Dans la ville de Reims, le Département et la municipalité se sont unis à la Prévention routière de la Marne pour mettre en place une séance intitulée « Tous piétons, adoptons les bons réflexes », comprenant un atelier de révision des panneaux de la rue et une promenade urbaine pour mettre en pratique ces connaissances. Les seniors ont reçu un podomètre solaire ainsi qu’un « carnet de bord de mon podomètre », dans le but de promouvoir la marche à pied comme une alternative à la voiture lorsque cela est possible, mettant en avant les bienfaits de la marche pour la santé et pour le climat. Cette initiative a rencontré un vif succès, ce qui a conduit à sa reconduction sous la forme d’un rallye pédestre en ville, agrémenté d’un quiz animé par un volontaire de la prévention routière portant sur des situations rencontrées en chemin. Les participants reçoivent des récompenses à l’issue de l’événement, accompagnées de l’obtention d’un diplôme « Tous piétons”.

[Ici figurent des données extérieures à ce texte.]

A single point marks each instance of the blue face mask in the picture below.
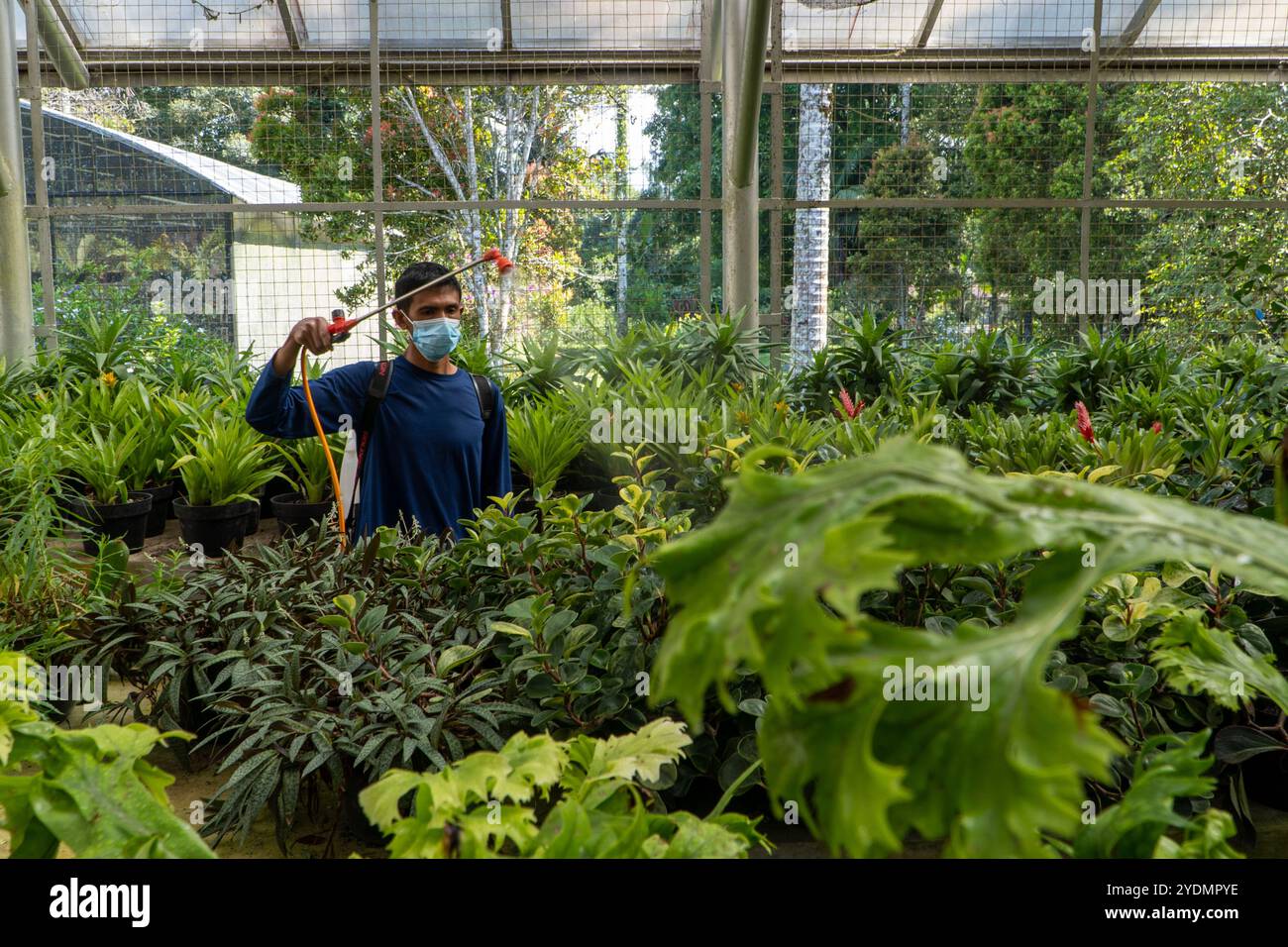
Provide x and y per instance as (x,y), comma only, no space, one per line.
(436,338)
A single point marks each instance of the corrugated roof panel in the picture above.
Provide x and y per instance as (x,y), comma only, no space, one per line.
(606,24)
(244,185)
(178,24)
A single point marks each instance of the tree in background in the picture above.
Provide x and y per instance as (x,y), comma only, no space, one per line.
(1199,141)
(464,145)
(1025,141)
(621,187)
(905,257)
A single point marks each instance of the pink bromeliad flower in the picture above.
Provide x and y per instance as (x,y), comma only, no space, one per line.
(851,410)
(1085,428)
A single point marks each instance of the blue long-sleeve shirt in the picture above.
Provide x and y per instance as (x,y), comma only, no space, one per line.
(430,457)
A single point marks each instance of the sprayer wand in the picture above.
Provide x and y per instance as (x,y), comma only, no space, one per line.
(340,329)
(342,326)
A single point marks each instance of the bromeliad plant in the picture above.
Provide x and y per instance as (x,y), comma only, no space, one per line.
(308,459)
(487,804)
(545,436)
(227,462)
(101,459)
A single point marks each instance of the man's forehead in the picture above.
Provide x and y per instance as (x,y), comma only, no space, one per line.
(434,295)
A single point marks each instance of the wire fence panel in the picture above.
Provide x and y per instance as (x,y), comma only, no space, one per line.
(953,163)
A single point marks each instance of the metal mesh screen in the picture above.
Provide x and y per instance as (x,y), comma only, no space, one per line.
(953,163)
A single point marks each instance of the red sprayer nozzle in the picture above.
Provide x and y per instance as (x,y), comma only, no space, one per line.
(502,263)
(340,326)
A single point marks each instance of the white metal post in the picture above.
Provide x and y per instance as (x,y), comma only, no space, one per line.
(16,320)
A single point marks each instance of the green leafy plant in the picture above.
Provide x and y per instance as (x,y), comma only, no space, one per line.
(307,457)
(227,462)
(1170,767)
(871,768)
(101,459)
(545,436)
(483,805)
(90,789)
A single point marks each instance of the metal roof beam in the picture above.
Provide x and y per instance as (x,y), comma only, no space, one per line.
(927,25)
(59,47)
(292,21)
(1138,20)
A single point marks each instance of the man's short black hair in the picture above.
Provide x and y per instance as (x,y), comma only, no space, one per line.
(419,274)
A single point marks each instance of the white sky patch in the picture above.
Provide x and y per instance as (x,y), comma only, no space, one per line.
(597,132)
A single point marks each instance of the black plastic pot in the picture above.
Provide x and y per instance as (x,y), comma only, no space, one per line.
(275,487)
(214,528)
(295,515)
(160,512)
(253,514)
(114,521)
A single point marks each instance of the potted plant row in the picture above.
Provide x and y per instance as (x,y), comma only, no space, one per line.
(313,497)
(227,462)
(150,470)
(107,506)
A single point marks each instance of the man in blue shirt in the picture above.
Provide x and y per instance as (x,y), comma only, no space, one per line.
(432,459)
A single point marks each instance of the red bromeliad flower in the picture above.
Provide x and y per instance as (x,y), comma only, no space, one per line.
(850,407)
(1085,428)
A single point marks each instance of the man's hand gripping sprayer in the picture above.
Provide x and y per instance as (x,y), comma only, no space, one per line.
(340,329)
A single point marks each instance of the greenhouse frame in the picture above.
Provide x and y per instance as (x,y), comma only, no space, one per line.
(645,429)
(702,44)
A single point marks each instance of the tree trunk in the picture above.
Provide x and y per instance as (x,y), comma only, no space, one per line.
(905,112)
(806,303)
(621,161)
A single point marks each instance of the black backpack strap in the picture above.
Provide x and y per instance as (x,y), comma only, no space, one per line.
(376,390)
(487,399)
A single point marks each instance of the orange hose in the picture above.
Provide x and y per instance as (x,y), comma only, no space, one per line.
(326,446)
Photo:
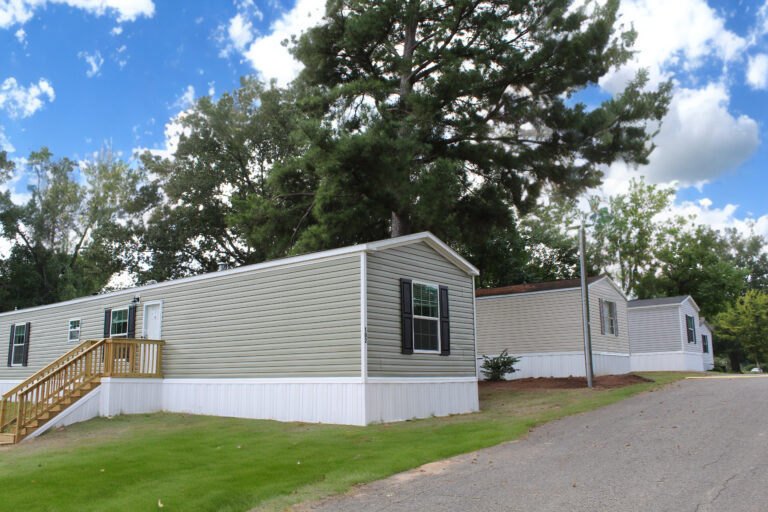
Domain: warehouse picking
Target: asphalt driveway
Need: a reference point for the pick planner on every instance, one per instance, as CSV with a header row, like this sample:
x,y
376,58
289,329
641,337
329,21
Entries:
x,y
697,445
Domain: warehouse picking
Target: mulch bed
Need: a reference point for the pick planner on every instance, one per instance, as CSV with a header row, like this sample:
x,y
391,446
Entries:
x,y
601,382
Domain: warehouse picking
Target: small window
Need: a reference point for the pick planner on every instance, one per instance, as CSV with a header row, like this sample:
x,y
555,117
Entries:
x,y
74,330
610,318
119,323
691,328
19,342
426,315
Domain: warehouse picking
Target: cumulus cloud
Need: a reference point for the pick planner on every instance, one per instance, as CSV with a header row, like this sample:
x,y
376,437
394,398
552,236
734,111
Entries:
x,y
186,99
5,144
673,36
699,139
18,12
757,71
94,61
19,101
266,52
21,36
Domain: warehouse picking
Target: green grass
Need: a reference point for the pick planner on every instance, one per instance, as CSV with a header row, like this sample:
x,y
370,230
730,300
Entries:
x,y
201,463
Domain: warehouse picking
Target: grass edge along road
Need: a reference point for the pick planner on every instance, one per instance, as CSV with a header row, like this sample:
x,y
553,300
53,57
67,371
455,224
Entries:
x,y
203,463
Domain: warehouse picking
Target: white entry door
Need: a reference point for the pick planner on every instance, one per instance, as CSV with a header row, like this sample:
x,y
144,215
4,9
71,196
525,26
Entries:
x,y
153,319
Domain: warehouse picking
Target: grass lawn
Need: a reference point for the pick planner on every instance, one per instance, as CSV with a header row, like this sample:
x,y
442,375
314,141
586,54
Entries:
x,y
200,463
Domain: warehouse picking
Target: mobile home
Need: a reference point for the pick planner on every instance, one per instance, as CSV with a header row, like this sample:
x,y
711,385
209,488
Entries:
x,y
664,334
541,323
373,332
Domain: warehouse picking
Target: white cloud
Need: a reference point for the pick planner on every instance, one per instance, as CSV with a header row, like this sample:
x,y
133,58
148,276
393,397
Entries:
x,y
186,99
5,144
266,53
18,12
20,101
94,61
673,36
699,140
757,71
21,36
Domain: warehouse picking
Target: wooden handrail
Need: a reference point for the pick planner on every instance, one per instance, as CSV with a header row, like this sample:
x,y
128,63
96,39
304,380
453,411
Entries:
x,y
49,367
50,390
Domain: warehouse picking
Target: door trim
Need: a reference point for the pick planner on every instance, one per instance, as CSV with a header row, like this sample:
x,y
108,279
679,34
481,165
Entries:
x,y
144,319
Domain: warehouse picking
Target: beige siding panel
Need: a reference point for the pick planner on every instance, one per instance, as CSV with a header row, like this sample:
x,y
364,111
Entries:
x,y
529,323
608,342
655,329
417,262
295,321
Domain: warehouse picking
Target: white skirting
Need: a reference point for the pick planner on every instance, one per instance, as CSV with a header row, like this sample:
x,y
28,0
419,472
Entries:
x,y
566,364
347,401
667,361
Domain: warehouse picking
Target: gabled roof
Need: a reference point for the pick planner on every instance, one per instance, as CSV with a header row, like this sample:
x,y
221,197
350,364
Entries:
x,y
546,286
662,301
426,237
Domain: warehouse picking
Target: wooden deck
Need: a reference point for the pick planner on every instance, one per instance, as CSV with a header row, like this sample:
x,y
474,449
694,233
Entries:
x,y
50,391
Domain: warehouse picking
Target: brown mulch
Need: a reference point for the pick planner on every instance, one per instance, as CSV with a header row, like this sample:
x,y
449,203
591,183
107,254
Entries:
x,y
601,382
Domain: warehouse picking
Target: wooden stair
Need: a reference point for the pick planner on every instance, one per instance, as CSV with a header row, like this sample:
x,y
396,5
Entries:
x,y
50,391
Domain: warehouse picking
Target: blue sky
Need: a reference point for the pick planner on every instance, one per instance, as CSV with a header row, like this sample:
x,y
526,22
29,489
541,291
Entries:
x,y
76,74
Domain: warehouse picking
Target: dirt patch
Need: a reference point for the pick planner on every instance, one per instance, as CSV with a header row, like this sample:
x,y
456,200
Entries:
x,y
544,383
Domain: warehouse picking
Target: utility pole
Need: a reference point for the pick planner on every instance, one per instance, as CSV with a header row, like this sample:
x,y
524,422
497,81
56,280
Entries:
x,y
585,309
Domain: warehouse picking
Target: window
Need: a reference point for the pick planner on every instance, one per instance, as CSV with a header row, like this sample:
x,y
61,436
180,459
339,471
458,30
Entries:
x,y
426,318
691,328
19,342
74,330
610,321
119,323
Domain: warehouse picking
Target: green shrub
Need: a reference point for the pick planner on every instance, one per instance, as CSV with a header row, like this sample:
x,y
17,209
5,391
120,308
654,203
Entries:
x,y
494,368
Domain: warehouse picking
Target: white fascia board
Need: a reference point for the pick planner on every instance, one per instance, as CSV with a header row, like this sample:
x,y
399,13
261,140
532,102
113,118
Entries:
x,y
431,240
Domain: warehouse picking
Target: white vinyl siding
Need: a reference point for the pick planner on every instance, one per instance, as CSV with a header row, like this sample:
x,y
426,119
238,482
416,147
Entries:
x,y
420,263
73,334
293,321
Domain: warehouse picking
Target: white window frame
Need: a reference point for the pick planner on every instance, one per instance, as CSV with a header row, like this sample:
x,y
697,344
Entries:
x,y
14,344
612,326
435,319
79,329
111,319
144,318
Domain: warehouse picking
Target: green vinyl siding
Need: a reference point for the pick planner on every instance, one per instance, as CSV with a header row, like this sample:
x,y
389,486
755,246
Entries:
x,y
300,320
420,263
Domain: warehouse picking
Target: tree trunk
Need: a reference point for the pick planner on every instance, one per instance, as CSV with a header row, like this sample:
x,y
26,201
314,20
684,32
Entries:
x,y
401,225
735,364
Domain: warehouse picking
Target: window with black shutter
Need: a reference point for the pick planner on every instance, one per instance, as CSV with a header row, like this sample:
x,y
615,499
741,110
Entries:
x,y
425,318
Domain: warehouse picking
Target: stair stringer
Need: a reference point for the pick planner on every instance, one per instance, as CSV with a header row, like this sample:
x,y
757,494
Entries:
x,y
86,408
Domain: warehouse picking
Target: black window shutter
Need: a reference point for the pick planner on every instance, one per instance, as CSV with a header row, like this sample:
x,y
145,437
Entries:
x,y
132,321
10,345
445,323
25,356
107,322
406,316
602,316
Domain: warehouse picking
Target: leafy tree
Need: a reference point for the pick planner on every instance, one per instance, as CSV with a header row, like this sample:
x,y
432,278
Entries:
x,y
744,324
438,115
228,152
692,262
626,232
68,239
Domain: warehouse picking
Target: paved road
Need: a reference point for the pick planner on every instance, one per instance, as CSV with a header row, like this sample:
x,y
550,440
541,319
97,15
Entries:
x,y
698,445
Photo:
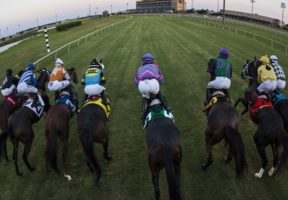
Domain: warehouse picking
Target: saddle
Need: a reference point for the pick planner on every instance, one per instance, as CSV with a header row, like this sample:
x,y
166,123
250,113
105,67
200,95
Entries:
x,y
217,96
65,98
97,100
157,110
261,102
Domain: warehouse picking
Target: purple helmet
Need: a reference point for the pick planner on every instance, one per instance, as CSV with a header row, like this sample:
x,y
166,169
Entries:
x,y
224,53
148,57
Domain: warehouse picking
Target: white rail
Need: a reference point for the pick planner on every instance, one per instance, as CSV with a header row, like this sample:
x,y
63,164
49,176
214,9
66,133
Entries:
x,y
79,39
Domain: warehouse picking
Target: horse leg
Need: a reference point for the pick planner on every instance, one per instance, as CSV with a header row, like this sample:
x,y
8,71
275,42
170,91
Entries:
x,y
27,148
262,153
15,156
64,158
105,153
275,159
155,181
229,156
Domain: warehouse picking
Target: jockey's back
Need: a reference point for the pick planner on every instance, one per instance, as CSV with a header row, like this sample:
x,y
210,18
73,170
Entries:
x,y
149,71
28,77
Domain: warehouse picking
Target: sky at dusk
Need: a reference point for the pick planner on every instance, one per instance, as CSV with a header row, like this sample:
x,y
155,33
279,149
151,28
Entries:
x,y
17,15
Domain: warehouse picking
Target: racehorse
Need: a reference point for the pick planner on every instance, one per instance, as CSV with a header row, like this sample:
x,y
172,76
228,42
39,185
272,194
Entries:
x,y
164,150
57,126
43,78
223,123
270,130
7,107
20,129
92,127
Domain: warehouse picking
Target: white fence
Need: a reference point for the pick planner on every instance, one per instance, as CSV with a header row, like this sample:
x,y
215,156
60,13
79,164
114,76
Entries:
x,y
84,38
274,44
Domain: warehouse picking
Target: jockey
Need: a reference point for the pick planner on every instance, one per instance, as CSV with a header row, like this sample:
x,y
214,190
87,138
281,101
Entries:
x,y
281,82
220,70
148,79
27,83
266,76
93,80
9,83
59,78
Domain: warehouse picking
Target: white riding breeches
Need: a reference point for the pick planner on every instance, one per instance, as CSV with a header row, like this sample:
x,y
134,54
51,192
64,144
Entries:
x,y
148,86
94,89
23,88
281,84
58,85
7,91
220,83
267,86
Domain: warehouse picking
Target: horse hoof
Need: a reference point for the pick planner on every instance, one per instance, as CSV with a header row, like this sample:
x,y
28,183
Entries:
x,y
257,175
19,174
204,166
68,177
32,169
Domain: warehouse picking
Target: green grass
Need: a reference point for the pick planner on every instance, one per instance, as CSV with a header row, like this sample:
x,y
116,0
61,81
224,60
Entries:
x,y
182,50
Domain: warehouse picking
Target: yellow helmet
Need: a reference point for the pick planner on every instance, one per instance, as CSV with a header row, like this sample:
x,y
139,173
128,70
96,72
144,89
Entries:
x,y
265,59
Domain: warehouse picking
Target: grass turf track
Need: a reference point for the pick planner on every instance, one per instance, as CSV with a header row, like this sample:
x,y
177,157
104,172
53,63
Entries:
x,y
181,48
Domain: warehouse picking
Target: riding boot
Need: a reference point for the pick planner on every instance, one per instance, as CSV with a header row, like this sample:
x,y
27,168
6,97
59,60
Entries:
x,y
144,109
208,96
227,94
105,100
164,102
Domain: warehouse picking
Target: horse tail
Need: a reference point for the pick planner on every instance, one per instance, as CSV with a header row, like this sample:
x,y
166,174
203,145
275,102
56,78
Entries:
x,y
51,152
173,183
3,142
284,140
236,142
88,147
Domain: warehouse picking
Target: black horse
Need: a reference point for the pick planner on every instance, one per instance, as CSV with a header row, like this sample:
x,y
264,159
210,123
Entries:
x,y
223,123
92,127
20,129
270,130
57,126
164,150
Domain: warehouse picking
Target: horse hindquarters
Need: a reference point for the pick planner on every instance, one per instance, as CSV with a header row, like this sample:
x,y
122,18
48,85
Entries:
x,y
88,147
237,146
171,172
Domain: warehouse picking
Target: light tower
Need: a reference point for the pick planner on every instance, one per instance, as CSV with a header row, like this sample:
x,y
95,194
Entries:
x,y
283,6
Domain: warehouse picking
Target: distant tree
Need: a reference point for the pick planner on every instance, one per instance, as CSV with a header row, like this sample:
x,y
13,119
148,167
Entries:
x,y
105,13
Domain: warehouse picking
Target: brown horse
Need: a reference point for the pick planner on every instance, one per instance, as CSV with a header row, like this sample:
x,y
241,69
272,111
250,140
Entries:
x,y
223,123
92,127
270,129
164,151
57,126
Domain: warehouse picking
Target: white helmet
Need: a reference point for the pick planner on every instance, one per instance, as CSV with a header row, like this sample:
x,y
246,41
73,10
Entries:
x,y
58,62
273,59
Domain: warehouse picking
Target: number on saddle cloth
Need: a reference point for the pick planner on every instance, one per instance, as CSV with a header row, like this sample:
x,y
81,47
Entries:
x,y
157,111
37,108
67,100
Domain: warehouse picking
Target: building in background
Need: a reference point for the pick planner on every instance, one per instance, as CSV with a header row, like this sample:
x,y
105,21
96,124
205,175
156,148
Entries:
x,y
160,5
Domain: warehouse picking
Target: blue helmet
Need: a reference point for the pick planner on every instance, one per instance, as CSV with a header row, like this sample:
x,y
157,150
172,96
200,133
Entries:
x,y
148,57
224,53
30,66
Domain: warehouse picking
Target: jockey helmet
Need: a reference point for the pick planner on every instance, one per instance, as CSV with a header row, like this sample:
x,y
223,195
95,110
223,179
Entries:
x,y
148,57
224,53
265,59
30,66
273,59
58,62
9,72
94,62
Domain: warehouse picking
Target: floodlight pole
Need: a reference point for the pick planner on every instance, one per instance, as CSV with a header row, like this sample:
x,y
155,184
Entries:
x,y
223,16
283,6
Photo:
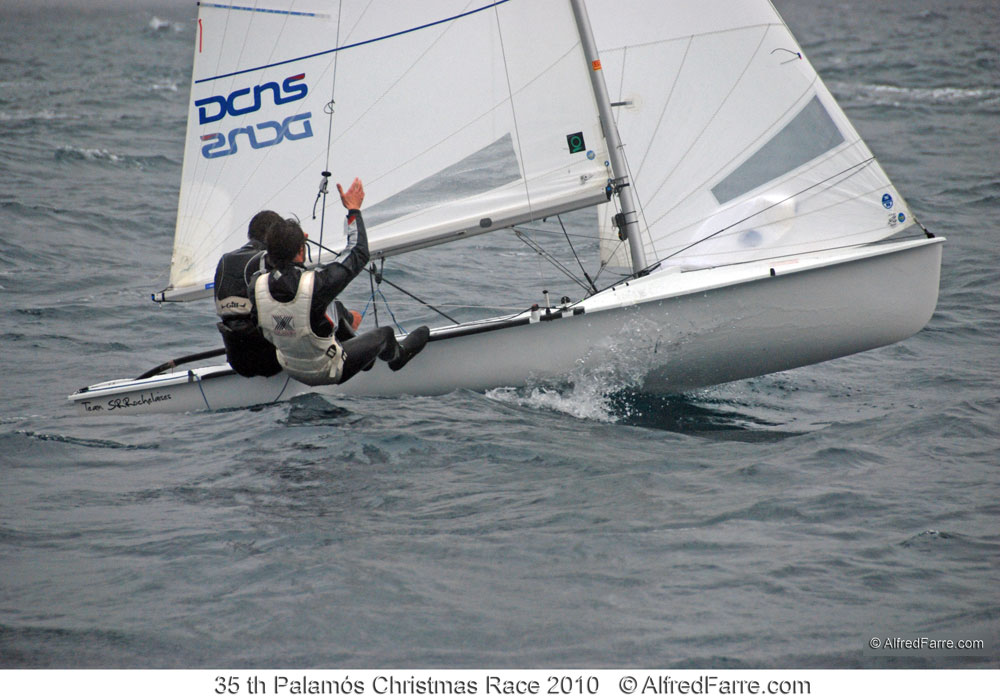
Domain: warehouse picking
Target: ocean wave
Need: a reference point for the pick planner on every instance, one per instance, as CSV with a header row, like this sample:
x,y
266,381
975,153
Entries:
x,y
896,96
158,25
43,115
103,155
84,442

Les seniors jouent un rôle crucial dans la facilitation de leur propre mobilité piétonne, comme en témoigne l’initiative menée à Metz dans le cadre du programme “Villes Amies des Aînés”. Dans le quartier Sainte-Thérèse, où la population âgée est importante, la ville a réalisé, avec le soutien de l’AGURAM, un diagnostic approfondi de la marchabilité de l’espace urbain, en identifiant les obstacles et en proposant des solutions adaptées aux besoins spécifiques de cette population.
La démarche a mis en évidence l’importance de créer des espaces de pause le long des chemins empruntés par les seniors. En effet, l’installation de bancs à des endroits stratégiques a permis de répondre à ce besoin spécifique en offrant aux personnes âgées la possibilité de se reposer et de récupérer lors de leurs déplacements à pied. Par ailleurs, la participation active des seniors à toutes les phases de l’expérimentation a joué un rôle crucial dans la pertinence de la stratégie mise en œuvre. En impliquant directement les personnes concernées, la ville de Metz a pu recueillir des informations précieuses sur leurs besoins, leurs préoccupations et leurs préférences en matière d’aménagement urbain. Cette approche participative a permis de concevoir des solutions sur mesure, parfaitement adaptées aux attentes des personnes âgées, tout en tenant compte des réalités du terrain et des contraintes techniques.
L’avenir de la mobilité des seniors est un défi que notre société se doit de relever avec ingéniosité et sensibilité. Au-delà des enjeux purement techniques, il s’agit de préserver leur autonomie et leur lien social tout en contribuant à la préservation de l’environnement. Les initiatives actuelles, qu’elles soient axées sur l’aménagement de l’espace public ou sur la sensibilisation aux modes de déplacement doux, sont des pas encourageants dans cette direction. Cependant, il reste encore beaucoup à faire pour garantir que les personnes âgées puissent se déplacer en toute sécurité et confort. Par ailleurs, en observant le parallèle entre les déplacements des personnes âgées et ceux des enfants, ainsi que d’autres populations vulnérables, nous pouvons comprendre l’importance de concevoir des environnements urbains inclusifs qui répondent aux besoins de tous. En embrassant cette vision holistique de la mobilité, nous pouvons construire des villes où chacun peut vivre pleinement, quel que soit son âge ou sa condition.